Deep Learning for Low-Resource and Morphology-Rich Language Processing
Abstract
Since data-driven Natural Language Processing (NLP) approaches emerged in the late 60s, many practical applications have been proposed, such as automatic sentiment analyzers and named entity recognizers. Today, the robust NLP models use a paradigm of big data, deep neural networks, and parameter engineering to achieve state-of-the-art results. However, multilingual models do not perform as well as English models. It is because conditions for model implementations are not feasible in Low-Resource and Morphology-Rich Languages (LR-MRLs). For example, English annotated corpora have been accumulated since the early NLP research stage so that nowadays a large amount of data can be reused to train neural networks. In contrast, few labeled corpora can be obtained for LR-MRLs NLP studies. In addition, while the morphological complexities of the English language are relatively manageable, some LR-MRL models are problematic in terms of understanding the intricate word transformation. Therefore, there is great value in attempting to improve the LR-MRL models. From a social perspective, first language speakers using LR-MRLs are diverse, and globally scattered. From a technical perspective, LR-MRL models can accelerate the development of language applications, deep learning, linguistics, and universal neuromorphic computing.

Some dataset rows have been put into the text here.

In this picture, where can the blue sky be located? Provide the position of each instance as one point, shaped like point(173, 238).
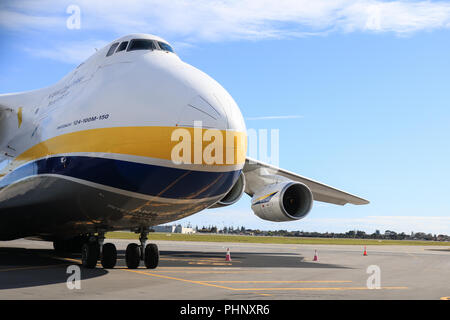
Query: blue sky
point(361, 88)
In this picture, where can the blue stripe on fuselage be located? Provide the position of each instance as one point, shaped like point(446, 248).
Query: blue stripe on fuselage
point(141, 178)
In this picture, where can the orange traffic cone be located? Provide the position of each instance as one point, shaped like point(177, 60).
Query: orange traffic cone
point(228, 256)
point(316, 257)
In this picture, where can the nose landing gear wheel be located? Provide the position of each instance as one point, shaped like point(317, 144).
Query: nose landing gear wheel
point(151, 256)
point(132, 256)
point(109, 256)
point(89, 255)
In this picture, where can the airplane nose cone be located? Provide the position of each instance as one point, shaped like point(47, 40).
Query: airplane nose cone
point(211, 104)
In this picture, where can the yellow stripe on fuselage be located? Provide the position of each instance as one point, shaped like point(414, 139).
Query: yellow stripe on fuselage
point(151, 142)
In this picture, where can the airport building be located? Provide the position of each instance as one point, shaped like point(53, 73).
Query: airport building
point(173, 229)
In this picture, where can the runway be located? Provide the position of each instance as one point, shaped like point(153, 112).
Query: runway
point(198, 270)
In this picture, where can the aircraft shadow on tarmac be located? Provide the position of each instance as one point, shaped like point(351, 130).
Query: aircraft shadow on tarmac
point(22, 268)
point(239, 260)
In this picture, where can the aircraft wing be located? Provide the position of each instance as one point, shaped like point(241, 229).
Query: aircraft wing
point(320, 191)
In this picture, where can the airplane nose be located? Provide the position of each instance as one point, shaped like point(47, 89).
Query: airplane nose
point(207, 110)
point(211, 104)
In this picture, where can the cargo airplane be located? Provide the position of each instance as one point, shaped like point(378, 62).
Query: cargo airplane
point(132, 138)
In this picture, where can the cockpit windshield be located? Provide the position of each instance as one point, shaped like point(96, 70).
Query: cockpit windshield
point(141, 44)
point(165, 46)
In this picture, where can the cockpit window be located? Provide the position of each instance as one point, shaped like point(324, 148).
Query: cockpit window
point(112, 49)
point(122, 46)
point(165, 46)
point(141, 44)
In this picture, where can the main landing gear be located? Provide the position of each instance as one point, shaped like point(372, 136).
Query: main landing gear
point(149, 253)
point(94, 250)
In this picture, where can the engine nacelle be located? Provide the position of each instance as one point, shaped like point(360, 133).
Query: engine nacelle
point(233, 195)
point(285, 201)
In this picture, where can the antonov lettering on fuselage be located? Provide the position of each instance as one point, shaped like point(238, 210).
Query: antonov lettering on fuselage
point(120, 143)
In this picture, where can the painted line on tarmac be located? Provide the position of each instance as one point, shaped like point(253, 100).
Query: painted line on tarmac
point(31, 268)
point(178, 279)
point(204, 283)
point(318, 289)
point(281, 281)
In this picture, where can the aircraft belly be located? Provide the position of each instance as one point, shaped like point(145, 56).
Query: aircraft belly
point(78, 194)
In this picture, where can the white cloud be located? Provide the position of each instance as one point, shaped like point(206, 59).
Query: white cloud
point(212, 20)
point(275, 117)
point(193, 21)
point(71, 52)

In this dissertation, deep learning solutions for LR-MRLs differ from solutions for high-resource languages that build deeper structures. Theoretically, the problem of deep learning is essentially the problem of fitting a dataset. A perfect deep learning model has parameters that are neither overfitting nor underfitting but perfectly represent the semantics of the texts. Big data can enhance the generalization power of deep neural networks while not applicable in LR-MRLs. Therefore, this paper proposes two optimization frameworks on the basis of deep learning models to make up for the deficiencies of the LR-MRL. First, Network Framework focuses on increasing the additional training costs of the neural networks. The solutions involve techniques using pre-training, ensemble learning, cross-language learning, and adversarial training. The Network Framework augments features with extra training cost to mitigate the poverties of fitting LR-MRL datasets. Second, Linguistic Framework exploits the prior linguistic information of the LR-MRLs, including morphological components, syntactic labels, part-ofspeech tags, and dependency structures of sentences. The Linguistic Framework enhances features from the intrinsic language grammars to alleviate the poor semantic representation of LR-MRL texts.

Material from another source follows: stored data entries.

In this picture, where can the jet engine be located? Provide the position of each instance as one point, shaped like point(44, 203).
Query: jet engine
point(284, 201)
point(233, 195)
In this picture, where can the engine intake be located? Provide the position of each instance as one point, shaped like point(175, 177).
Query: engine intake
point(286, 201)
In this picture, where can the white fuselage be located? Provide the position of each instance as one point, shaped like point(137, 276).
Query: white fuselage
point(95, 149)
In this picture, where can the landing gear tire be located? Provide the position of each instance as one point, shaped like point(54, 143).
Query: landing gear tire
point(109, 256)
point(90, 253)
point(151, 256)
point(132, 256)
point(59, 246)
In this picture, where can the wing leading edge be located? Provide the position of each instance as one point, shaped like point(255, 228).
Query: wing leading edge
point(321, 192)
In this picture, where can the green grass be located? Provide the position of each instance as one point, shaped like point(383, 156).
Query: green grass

The proposed two frameworks in this dissertation are validated using four downstream NLP applications, namely, Sentiment Analysis(SA), Neural Machine Translation(NMT), Fake News Detection(FND), and Named Entity Recognition(NER). In all experiments, LR-MRL texts are used as model inputs. By standard evaluation metrics, the model performances demonstrate that using the proposed solutions from Network Framework and Linguistic Framework in a neural network can generally improve the expression and robustness of LR-MRL models.
The dissertation is organized in two parts. Part I gives an overview of the dissertation, which comprises five chapters: introduction, related works, paper summary, discussion, and conclusion. Part II consists of six chapters: one for each research article.